On a class of groups of order $p^2q$ Let $|G|=p^2q$ with following conditions:


*

*Sylow-$p$ subgroup is normal and is $\langle x,y\rangle \cong \mathbb{Z}_p\times \mathbb{Z}_p$.

*Sylow-$q$ subgroup is $\langle z\rangle$, and is not normal.

*No subgroup of order $p$ is normal in $G$.
Question: How many isomorphism types of such groups are? 
For $p=2$ and $q=3$, we know that there is such a group isomorphic to $A_4$.

While giving classification of groups of order $p^2q$ in a different way, I stuck at this case.
 A: By Sylow theorem, there is only $1$ Sylow $p$-subgroup which is $\Bbb{Z}_p\times \Bbb{Z}_p$. 
And by Sylow theorem again, the number of Sylow $q$-subgroup $n_q|1,\:p,\:p^2$, and $n_q\equiv1\mod q$. 


*

*If $n_q=1$, then there is only one Sylow $q$-subgroup which is normal. So this is impossible.
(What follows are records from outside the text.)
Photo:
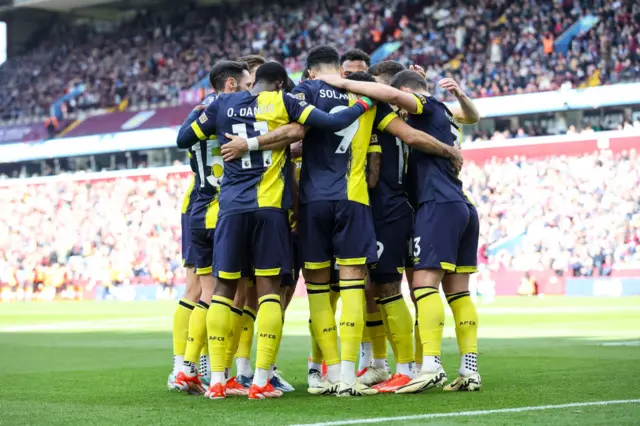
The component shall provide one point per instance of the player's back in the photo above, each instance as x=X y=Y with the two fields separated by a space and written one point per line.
x=388 y=198
x=206 y=163
x=260 y=179
x=333 y=165
x=432 y=178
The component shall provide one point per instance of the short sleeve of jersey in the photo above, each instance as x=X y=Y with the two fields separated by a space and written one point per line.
x=205 y=125
x=302 y=91
x=298 y=109
x=374 y=144
x=424 y=107
x=384 y=116
x=209 y=99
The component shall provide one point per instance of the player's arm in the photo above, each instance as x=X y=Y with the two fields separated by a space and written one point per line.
x=466 y=111
x=309 y=115
x=275 y=139
x=374 y=159
x=377 y=91
x=424 y=142
x=197 y=129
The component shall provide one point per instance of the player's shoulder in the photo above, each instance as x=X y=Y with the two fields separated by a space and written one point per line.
x=306 y=88
x=209 y=99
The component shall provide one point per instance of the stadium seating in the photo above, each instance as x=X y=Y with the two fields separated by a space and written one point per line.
x=152 y=58
x=575 y=215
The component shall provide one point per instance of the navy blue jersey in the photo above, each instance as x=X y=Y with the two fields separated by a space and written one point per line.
x=206 y=162
x=432 y=178
x=389 y=199
x=260 y=179
x=333 y=164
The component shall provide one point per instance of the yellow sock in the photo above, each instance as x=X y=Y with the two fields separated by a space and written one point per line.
x=275 y=357
x=269 y=329
x=400 y=325
x=430 y=319
x=387 y=330
x=466 y=318
x=218 y=327
x=334 y=296
x=352 y=318
x=246 y=333
x=323 y=321
x=234 y=335
x=316 y=353
x=375 y=329
x=181 y=325
x=418 y=347
x=197 y=332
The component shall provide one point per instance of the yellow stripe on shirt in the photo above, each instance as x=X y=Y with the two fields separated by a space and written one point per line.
x=198 y=131
x=385 y=121
x=419 y=107
x=187 y=195
x=271 y=186
x=305 y=114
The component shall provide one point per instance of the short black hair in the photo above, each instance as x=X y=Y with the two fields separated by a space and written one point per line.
x=323 y=55
x=272 y=72
x=289 y=85
x=361 y=76
x=356 y=55
x=386 y=69
x=253 y=61
x=410 y=79
x=222 y=70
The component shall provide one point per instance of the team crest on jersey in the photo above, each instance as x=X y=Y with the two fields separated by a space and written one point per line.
x=421 y=98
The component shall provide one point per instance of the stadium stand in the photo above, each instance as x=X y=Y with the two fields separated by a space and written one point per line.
x=558 y=213
x=151 y=58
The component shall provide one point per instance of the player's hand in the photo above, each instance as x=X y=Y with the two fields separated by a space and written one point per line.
x=451 y=86
x=235 y=148
x=419 y=70
x=457 y=160
x=333 y=80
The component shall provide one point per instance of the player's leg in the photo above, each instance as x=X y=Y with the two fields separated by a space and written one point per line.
x=355 y=246
x=315 y=230
x=393 y=241
x=271 y=259
x=416 y=328
x=444 y=224
x=373 y=350
x=244 y=371
x=202 y=242
x=185 y=305
x=287 y=288
x=236 y=323
x=456 y=287
x=231 y=242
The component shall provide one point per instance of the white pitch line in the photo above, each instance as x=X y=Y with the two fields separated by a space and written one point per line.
x=470 y=413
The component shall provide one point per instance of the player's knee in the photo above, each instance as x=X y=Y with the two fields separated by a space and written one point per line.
x=352 y=272
x=317 y=275
x=427 y=278
x=455 y=283
x=225 y=288
x=268 y=285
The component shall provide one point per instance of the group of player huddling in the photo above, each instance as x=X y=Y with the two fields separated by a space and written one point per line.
x=374 y=195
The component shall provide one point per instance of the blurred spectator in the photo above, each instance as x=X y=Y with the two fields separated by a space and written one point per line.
x=493 y=47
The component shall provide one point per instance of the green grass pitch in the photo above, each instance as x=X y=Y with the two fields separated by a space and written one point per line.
x=89 y=363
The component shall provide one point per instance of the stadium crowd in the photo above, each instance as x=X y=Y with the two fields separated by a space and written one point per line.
x=153 y=57
x=575 y=215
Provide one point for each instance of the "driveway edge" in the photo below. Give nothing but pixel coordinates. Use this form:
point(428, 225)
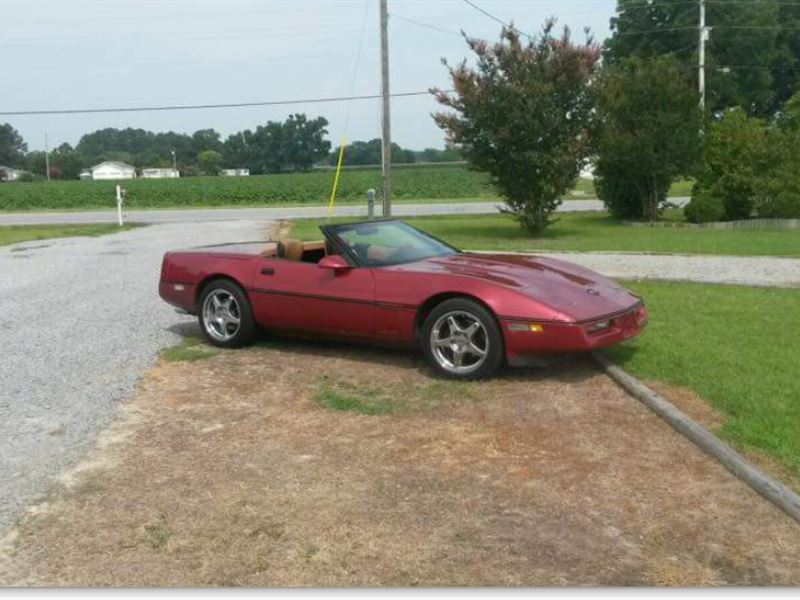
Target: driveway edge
point(774, 491)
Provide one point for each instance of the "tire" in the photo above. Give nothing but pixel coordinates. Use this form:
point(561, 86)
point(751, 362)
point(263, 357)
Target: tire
point(461, 340)
point(225, 315)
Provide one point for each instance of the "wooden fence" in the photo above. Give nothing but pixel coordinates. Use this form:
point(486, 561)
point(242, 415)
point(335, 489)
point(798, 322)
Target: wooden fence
point(748, 224)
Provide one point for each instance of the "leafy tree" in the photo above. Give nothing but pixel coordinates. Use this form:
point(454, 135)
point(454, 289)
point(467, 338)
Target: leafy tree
point(293, 145)
point(751, 166)
point(12, 146)
point(752, 57)
point(370, 153)
point(521, 114)
point(435, 155)
point(67, 161)
point(35, 162)
point(209, 162)
point(206, 139)
point(646, 134)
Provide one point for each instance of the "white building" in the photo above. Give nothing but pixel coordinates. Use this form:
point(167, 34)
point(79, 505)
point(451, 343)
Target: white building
point(9, 173)
point(113, 169)
point(160, 173)
point(235, 172)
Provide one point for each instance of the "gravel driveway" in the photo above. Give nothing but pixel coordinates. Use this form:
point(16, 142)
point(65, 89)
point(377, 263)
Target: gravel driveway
point(81, 321)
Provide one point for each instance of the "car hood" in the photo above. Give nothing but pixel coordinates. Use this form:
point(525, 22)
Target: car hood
point(578, 292)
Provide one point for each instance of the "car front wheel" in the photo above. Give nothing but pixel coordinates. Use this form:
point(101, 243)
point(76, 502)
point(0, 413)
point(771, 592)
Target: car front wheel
point(462, 340)
point(225, 315)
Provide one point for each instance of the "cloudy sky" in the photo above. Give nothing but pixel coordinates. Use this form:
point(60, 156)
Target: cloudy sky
point(70, 55)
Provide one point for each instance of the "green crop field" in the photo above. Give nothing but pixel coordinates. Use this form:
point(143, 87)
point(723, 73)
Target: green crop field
point(430, 183)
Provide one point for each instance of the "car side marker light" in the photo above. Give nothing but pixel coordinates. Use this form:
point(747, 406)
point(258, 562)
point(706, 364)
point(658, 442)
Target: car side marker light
point(534, 327)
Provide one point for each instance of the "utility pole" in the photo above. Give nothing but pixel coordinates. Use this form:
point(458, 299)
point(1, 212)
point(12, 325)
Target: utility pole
point(386, 129)
point(46, 158)
point(701, 55)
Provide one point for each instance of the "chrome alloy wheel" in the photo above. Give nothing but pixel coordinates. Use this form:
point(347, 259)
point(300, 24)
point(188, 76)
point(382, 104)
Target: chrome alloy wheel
point(459, 342)
point(221, 315)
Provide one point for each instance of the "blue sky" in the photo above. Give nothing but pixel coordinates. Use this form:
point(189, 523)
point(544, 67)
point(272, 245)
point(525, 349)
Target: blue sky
point(64, 55)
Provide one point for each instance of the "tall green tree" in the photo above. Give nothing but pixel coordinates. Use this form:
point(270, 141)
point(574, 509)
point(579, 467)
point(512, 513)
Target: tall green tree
point(68, 161)
point(521, 114)
point(12, 146)
point(292, 145)
point(646, 134)
point(370, 153)
point(752, 54)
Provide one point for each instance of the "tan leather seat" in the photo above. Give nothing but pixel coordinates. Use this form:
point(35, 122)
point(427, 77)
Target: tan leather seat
point(292, 250)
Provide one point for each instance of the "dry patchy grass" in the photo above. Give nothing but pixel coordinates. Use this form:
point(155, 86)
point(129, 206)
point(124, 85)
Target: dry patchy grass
point(236, 470)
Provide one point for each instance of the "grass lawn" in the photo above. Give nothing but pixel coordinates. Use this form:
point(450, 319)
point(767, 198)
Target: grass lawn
point(12, 234)
point(592, 231)
point(737, 347)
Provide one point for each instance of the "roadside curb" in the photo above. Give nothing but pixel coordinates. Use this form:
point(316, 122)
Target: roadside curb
point(777, 493)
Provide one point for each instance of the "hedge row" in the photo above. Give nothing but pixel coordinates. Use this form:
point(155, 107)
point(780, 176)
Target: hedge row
point(435, 182)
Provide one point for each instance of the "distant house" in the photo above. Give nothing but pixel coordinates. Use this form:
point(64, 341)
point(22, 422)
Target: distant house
point(160, 173)
point(235, 172)
point(113, 169)
point(9, 173)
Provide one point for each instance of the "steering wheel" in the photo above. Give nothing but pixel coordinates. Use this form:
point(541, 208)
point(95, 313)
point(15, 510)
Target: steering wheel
point(361, 251)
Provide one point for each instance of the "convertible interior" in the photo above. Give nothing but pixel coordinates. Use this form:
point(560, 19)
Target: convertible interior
point(296, 250)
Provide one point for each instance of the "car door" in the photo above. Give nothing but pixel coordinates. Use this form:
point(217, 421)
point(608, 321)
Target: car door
point(302, 297)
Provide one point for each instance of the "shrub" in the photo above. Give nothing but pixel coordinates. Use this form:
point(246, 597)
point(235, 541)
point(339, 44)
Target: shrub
point(621, 194)
point(706, 206)
point(786, 205)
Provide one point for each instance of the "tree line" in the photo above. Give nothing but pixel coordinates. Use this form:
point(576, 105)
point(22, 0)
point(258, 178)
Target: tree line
point(295, 144)
point(534, 110)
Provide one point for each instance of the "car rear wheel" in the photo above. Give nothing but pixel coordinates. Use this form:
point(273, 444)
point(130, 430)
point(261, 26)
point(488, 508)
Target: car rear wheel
point(462, 340)
point(225, 315)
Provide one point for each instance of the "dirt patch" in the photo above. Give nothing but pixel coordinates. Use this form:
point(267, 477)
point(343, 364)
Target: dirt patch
point(232, 470)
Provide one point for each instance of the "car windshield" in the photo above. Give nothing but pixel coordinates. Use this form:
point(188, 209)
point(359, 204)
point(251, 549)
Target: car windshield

*If $n_q=p$, then there are $p$ Sylow $q$-subgroup and $1$ Sylow $p$-subgroup. So there are at most $p(q-1)+p^2$ elements. But since
$$p^2q-(p(q-1)+p^2)=p(q-1)(p-1)>0$$
total elements are less than $p^2q$, which is impossible. 
So only possibility is $n_q=p^2$, and there are $p^2$ Sylow $q$-subgroup and $1$ Sylow $p$-subgroup of $\Bbb{Z}_p\times \Bbb{Z}_p$ that is normal. Since there are more than one Sylow $p$-subgroup, $G$ is non-abelian. We prove that it is the only isomorphism type of $G$.
Suppose $\:H=\Bbb{Z}_p\times \Bbb{Z}_p=\{h:h^p=1,\:h\in H\}$ and $K=\Bbb{Z}_q=\{k:k^q=1\}$. Clearly $K$ is cyclic. Since $H\vartriangleleft G, \:kHk^{-1}=H, \:\forall k\in K$. Any conjugate mapping $\{khk^{−1}=h_1,h,h_1∈H, k\in K\}$ can be made isomorphic by inner automorphism as $\{\phi:\:\phi(x)=g^{-1}xg,\:x\in G,\:g\in G, \: g\ne 1, \:g\notin Z(G)\}$ for the same center.
Since isomorphism keeps center of group invariant, the number of isomorphism types depends on the number of center of $G$. Since $Z(G)\vartriangleleft G$ and $|Z(G)|\mid|G|$, $|Z(G)|=1,q,p,p^2$. By given condition, $|Z(G)|\ne p$. If $|Z(G)|=p^2$, then $|G/Z(G)|=q$. So $G/Z(G)$ is cyclic and $G$ is abelian, which is contradiction. $|Z(G)|=q$ is also impossible for none of Sylow $q$-subgroups is normal. So $|Z(G)|=1$. 
So there is only one isomorphism type for $G$ with $p^2$ Sylow $q$-subgroup and $1$ Sylow $p$-subgroup of $\Bbb{Z}_p\times \Bbb{Z}_p$.